Idempotency, Deduplication, and the Exactly-Once Illusion
What This Concept Is
Idempotency: applying an operation twice has the same observable effect as applying it once. set_user_email(u, 'a@b.com') is idempotent. charge_card($10) is not -- two applications charge $20.
Deduplication: detecting that a given message is a duplicate of one already processed, and skipping it.
"Exactly-once": a loaded phrase. Strictly, exactly-once delivery is impossible in an asynchronous distributed system (there is always a failure window between "we processed it" and "we told the broker we processed it"). What is achievable is effectively exactly-once processing, through at-least-once delivery + idempotent consumers + deduplication.
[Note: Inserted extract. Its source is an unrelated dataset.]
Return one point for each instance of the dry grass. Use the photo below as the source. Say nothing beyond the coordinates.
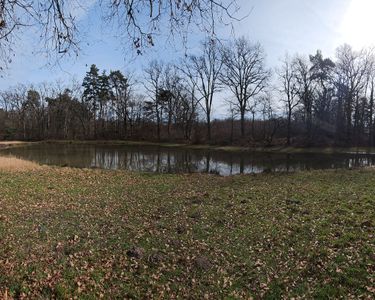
(8, 163)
The takeaway that matters most:
Regardless of what your broker claims, treat every message as potentially redelivered. Idempotency is the consumer's responsibility, and it is not optional.
Why It Matters Here
Every concept in this module generates duplicates:
- outbox relay (Concept 06) retries on crash -> duplicate events published
- Kafka at-least-once (Concept 09) delivers again on consumer crash -> duplicate events consumed
- saga retries (Concept 11) re-send commands on timeout -> duplicate operations attempted
- network retries anywhere -> duplicate HTTP calls
If your consumer is not idempotent, duplicates silently corrupt data: double billing, double shipping, triple welcome emails. The fix is at the consumer, not the broker.
Techniques
1. Naturally idempotent operations
Some operations are idempotent by design:
SEToperations (updates to a specific value):set_status(order, 'shipped')- DB
INSERT ... ON CONFLICT DO NOTHINGkeyed by a unique event ID PUTon a keyed resource- state-machine transitions that only advance in one direction
Prefer this style when you can.
2. Deduplication by event ID
Store every handled event_id in a dedup table (or cache). On receipt:
def handle(event):
if dedup.seen(event.event_id):
return # already processed
with db.transaction():
apply_effects(event)
dedup.mark_seen(event.event_id)
Two things must be true for this to work:
apply_effectsanddedup.mark_seenlive in one transaction (otherwise you reintroduce a dual-write bug inside the consumer)- the dedup store is durable and has a retention window at least as long as the broker's max redelivery window
Storage options: a DB table processed_events(event_id PK, processed_at), a Redis set with TTL, or an embedded store like RocksDB in a stream processor. Scale the retention to the possible delay; a TTL of "max outbox lag + max consumer outage + margin" is a good rule of thumb.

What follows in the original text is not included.